The ASIC Registers and Privatisation: Should the Registers be run for profit?

In an article on Wednesday 14 September Anthony Klan, in the Australian, notes that businesses pay the government approximately $660m in filing fees to lodge material with the Australian Securities and Investments Commission (‘ASIC’) Registers, and the government charges $60m per year to the public for access to those records.  The ASIC Annual Report for 2015 does not disclose how much it costs to run the Registers, with only a general line for ‘information costs’ at just over $6m of a $100m in supplier’s expenses.  If that amount can be attributed as the cost of running and maintaining the Registers, it would appear that the Registers are running at a significant profit.

ASIC asserts that the majority of searches performed on its Registers are free.  However, the information returned by the free searches is very basic, listing only the name of the registered entity, the date of registration, any former name, the entity’s status, the general location of the registered office, the company type and a list of the last documents lodged by the company.  Much of that information could be gathered by a simple internet search.  The most basic search of the Register beyond that free search, which returns a ‘current company extract’, costs $9 if conducted online.  More relevant information, such as a ‘current and historical company extract’, sees the fee jump to $19.  Further searches increase in fee significantly.  All searches incur a $3 fee if requested by mail.

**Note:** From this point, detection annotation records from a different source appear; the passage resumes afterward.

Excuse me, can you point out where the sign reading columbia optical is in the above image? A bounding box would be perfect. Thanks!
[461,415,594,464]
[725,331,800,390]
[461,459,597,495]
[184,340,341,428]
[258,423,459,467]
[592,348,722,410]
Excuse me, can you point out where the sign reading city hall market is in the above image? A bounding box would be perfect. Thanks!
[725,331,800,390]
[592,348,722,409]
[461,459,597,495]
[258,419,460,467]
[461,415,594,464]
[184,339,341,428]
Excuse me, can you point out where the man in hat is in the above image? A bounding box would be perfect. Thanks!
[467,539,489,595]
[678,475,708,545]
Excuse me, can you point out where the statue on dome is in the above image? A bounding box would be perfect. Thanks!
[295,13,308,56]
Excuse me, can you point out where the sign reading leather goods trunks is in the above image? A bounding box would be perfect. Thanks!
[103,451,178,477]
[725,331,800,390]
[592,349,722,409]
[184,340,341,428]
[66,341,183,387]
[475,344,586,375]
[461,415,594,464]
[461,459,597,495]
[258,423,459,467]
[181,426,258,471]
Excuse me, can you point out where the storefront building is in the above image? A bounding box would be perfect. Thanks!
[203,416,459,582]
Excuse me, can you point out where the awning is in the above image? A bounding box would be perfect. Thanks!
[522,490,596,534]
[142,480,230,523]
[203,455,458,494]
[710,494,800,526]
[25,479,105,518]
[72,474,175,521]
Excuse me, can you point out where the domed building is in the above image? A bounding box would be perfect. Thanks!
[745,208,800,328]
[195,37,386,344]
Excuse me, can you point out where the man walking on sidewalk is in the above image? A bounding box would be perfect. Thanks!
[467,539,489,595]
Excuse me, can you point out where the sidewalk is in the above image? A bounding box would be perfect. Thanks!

Other jurisdictions have far more open access to their filed company data.  In New Zealand, the majority of searches are free, including access to some Annual Returns of companies and detailed lists of directors and shareholders, highlighting in particular instances of director-shareholders, with no requirement to log in or register to search.[1]  In the United Kingdom, ‘in line with the government’s commitment to free data’,[2] significant amounts of information is available for free, including current and resigned officers or persons with significant control and filed documents such as Annual Returns.

The contrast is striking, and warrants further consideration in the current debate about privatisation of the ASIC Registers.  Even before considering the risks associated with private control over corporate data, the question should be asked, should the Registers ever be a profitable exercise, or should there be only a cost of services recovery?  Taking the question a step further, should this information be freely available to the public in a similar fashion to the UK government commitment, regardless of the cost of provision?  Whilst not querying a cost recovery from incorporated entities for registration, strong questions should be asked as to whether there should be any fee associated with searching those Registers once that information has been obtained.  As Brandeis said, “[p]ublicity is justly commended as a remedy for social and industrial diseases.  Sunlight is said to be the best of disinfectants; electric light the most efficient policeman.”[3]  Permitting access to the public at a cost which bears no obvious relation to the cost of provision of the service hinders two of ASIC’s three stated strategic priorities: promoting investor and financial consumer trust and confidence, ensuring fair, orderly and transparent markets.[4]


[1]               As per (accessed on 15 September 2016).

[2]               According to the disclaimer at the top of directing users to the free public access service, in beta testing.  The previous access method, of creating a Companies House Direct account with a £4 per month fee providing access to all historical company records and the CHD database at a flat rate of £1 per document, is also still available.

[3]               L Brandeis, Other People’s Money—and How Bankers Use It (Frederick A Stokes Company Publishers, New York, 1914) 92.

[4]               As per (accessed on 15 September 2016).